A slight gust of wind blew from the other side of the clearing and an awful smell rushed at Mayes. Even through the handkerchief, it struck Ustes as well. The FBI agent quickly rose, fighting off the stench. Mayes covered his nose with his hand. In unspoken agreement, the two men took several steps away to clear themselves from the smell.

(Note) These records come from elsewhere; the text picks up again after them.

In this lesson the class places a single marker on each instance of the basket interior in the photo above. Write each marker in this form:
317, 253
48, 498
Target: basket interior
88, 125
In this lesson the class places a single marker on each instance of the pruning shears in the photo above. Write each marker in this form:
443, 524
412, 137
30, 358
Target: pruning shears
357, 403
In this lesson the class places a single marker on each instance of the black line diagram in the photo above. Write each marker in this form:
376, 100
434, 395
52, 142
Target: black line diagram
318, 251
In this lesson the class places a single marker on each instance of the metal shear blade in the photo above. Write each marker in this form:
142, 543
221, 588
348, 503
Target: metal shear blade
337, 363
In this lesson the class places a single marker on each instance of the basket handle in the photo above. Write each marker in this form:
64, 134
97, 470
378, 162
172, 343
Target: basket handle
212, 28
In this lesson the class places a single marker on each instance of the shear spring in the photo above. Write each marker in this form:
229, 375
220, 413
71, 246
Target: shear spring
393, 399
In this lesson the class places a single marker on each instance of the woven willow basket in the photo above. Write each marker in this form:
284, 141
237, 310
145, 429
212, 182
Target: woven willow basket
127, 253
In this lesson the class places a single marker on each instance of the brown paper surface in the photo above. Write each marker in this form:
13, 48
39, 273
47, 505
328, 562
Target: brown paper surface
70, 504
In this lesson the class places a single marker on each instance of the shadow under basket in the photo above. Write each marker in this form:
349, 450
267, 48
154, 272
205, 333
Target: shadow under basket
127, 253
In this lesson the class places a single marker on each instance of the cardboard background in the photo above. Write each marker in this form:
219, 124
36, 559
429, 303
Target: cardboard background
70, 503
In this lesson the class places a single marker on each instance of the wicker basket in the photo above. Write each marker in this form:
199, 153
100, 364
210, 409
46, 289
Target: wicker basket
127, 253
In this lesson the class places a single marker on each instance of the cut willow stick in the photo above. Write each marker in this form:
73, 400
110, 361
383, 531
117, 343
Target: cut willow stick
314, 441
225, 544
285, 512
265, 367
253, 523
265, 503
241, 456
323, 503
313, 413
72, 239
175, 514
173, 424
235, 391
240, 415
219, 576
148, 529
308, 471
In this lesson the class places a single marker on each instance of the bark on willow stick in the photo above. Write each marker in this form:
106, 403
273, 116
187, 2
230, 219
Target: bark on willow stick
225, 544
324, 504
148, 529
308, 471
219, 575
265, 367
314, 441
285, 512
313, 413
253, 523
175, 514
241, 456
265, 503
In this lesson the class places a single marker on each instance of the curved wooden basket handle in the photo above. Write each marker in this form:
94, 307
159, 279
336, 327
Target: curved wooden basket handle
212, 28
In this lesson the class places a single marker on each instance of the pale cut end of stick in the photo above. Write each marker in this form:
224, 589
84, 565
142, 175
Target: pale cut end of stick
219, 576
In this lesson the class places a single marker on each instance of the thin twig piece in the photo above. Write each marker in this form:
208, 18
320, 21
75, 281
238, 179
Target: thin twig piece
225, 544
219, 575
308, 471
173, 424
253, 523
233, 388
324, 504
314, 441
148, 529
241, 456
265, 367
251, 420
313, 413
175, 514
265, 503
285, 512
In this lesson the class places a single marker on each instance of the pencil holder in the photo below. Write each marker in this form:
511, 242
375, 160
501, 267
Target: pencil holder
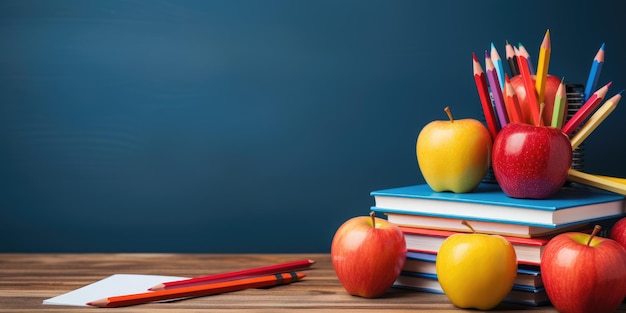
575, 100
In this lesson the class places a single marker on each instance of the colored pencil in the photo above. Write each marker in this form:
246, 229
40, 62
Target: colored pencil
511, 58
542, 67
197, 291
585, 110
594, 73
497, 62
596, 181
529, 87
253, 272
513, 108
595, 120
615, 179
524, 52
560, 103
496, 91
485, 100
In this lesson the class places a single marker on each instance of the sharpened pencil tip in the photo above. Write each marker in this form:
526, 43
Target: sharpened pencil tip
156, 287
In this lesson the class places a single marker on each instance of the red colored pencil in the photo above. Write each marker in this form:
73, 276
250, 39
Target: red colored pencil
529, 86
579, 117
496, 91
197, 291
265, 270
485, 100
511, 101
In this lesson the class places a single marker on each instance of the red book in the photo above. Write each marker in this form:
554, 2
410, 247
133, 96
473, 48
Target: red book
425, 240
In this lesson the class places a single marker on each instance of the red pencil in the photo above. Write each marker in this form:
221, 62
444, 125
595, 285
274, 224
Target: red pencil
485, 100
579, 117
197, 291
265, 270
529, 86
511, 101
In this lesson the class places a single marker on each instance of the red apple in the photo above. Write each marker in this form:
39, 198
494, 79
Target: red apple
531, 161
618, 232
584, 273
368, 254
552, 85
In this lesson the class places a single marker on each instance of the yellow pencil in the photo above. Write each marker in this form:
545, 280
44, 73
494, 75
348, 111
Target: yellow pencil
596, 181
560, 103
542, 67
595, 120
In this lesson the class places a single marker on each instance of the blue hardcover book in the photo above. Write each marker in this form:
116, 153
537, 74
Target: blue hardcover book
528, 276
571, 205
428, 283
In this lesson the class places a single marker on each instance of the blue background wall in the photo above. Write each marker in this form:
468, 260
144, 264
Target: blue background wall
248, 126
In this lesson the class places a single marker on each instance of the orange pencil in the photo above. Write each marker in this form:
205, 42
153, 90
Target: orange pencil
485, 100
259, 271
529, 86
512, 102
197, 291
579, 117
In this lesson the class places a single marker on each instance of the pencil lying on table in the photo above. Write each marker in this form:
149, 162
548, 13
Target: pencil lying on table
265, 270
197, 291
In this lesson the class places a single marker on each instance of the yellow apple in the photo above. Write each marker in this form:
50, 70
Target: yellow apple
453, 155
476, 270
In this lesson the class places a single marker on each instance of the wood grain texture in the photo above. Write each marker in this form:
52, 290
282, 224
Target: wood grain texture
27, 279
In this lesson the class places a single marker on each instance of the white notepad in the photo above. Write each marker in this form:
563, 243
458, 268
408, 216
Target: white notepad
114, 285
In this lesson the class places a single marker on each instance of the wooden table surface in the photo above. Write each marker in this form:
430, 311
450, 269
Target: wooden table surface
27, 279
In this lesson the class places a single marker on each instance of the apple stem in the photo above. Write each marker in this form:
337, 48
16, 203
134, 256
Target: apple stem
466, 223
595, 231
541, 109
447, 110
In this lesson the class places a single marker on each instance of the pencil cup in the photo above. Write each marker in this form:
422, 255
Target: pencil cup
575, 100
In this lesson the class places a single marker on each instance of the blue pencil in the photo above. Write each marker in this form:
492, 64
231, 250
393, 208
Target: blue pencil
594, 73
497, 62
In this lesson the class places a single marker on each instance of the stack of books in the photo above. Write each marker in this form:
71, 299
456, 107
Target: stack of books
427, 218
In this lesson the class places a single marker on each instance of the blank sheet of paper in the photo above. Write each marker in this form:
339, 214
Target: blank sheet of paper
114, 285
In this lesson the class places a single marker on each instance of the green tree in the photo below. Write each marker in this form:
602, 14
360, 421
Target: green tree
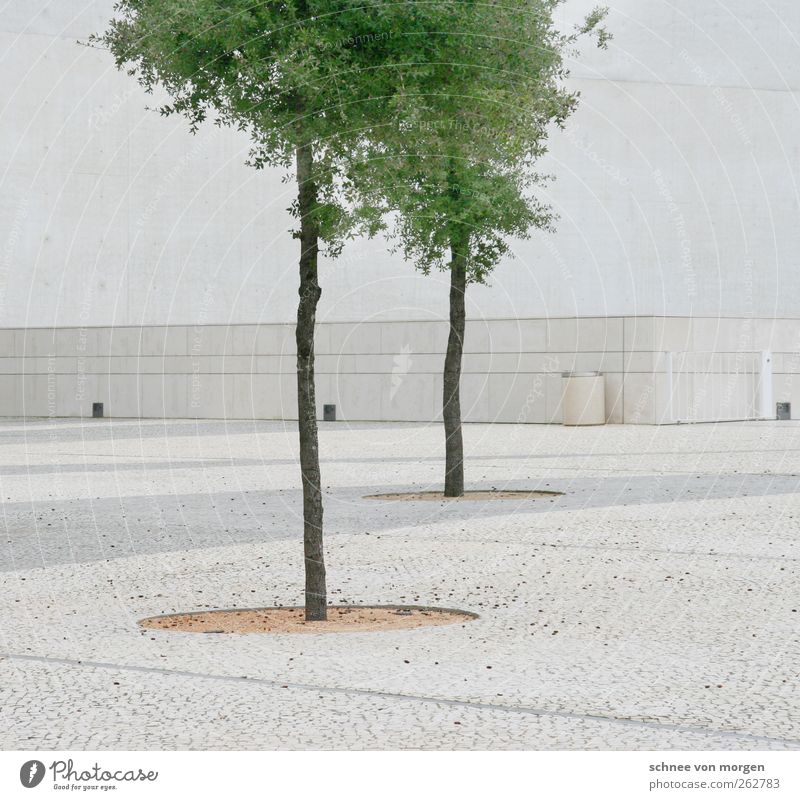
299, 77
482, 89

“Time of death?” Mayes asked.
“Around midnight, but we don’t believe it occurred here.”
“Why?”
“Evidence around the body suggests otherwise. No murder weapon, no sign of struggle. The actual cause of death won’t be known until an autopsy is performed. Her husband, who was out of town, spoke to her late last night. The victim called him from h
er home phone.”
“That doesn’t guarantee she wasn’t kidnapped, taken here, and killed. I assume she’s a local?”
“Local to Northeast Florida, but not from St. Augustine,” Ustes paused.
Detective Mayes gave the FBI agent a long look. “Exactly why did you call me out here? I’m out of my jurisdiction, and I don’t get the sense you and I have formed a strong personal relationship.”
FBI Special Agent Ustes exhaled. “The victim is from Fernandina Beach. Her husband said they spoke just before midnight. As I said, she called him from her home phone, so we know she was there. If time of death was 12 o’clock, this seems to imply she was killed on Amelia Island and then brought to the marker.”
“Marker? I thought it was a headstone?”
“Marker. An historical marker,” Ustes confirmed.
Mayes gave the agent a sidelong look.
Ustes continued. “This three-foot coquina marker the body is propped upon was put here in 1916. This is the spot where, in 1837, U.S. General Jesup captured Osceola under the white flag of truce.”
Mayes shook his head. The murder’s tie to the history of Osceola had just been strengthened tenfold.
“Have you checked the victim’s residence on the island?” Mayes asked.
“Her husband arrived home this morning before you got here. He’s reported there were no signs of forced entry or anything out of place.”
Mayes thought for a minute. “I get that the victim is from Fernandina Beach, but I’m still not sure why you called me here with such urgency. You guys seem to have everything under control. What did you expect from me?”
Ustes stared hard at Mayes for a long moment, returned the handkerchief to his nose and mouth, and moved before the vertical body. He bent down, adjusting slightly to the side, and pulled the same palmetto leaf away as he had previously. “Look.”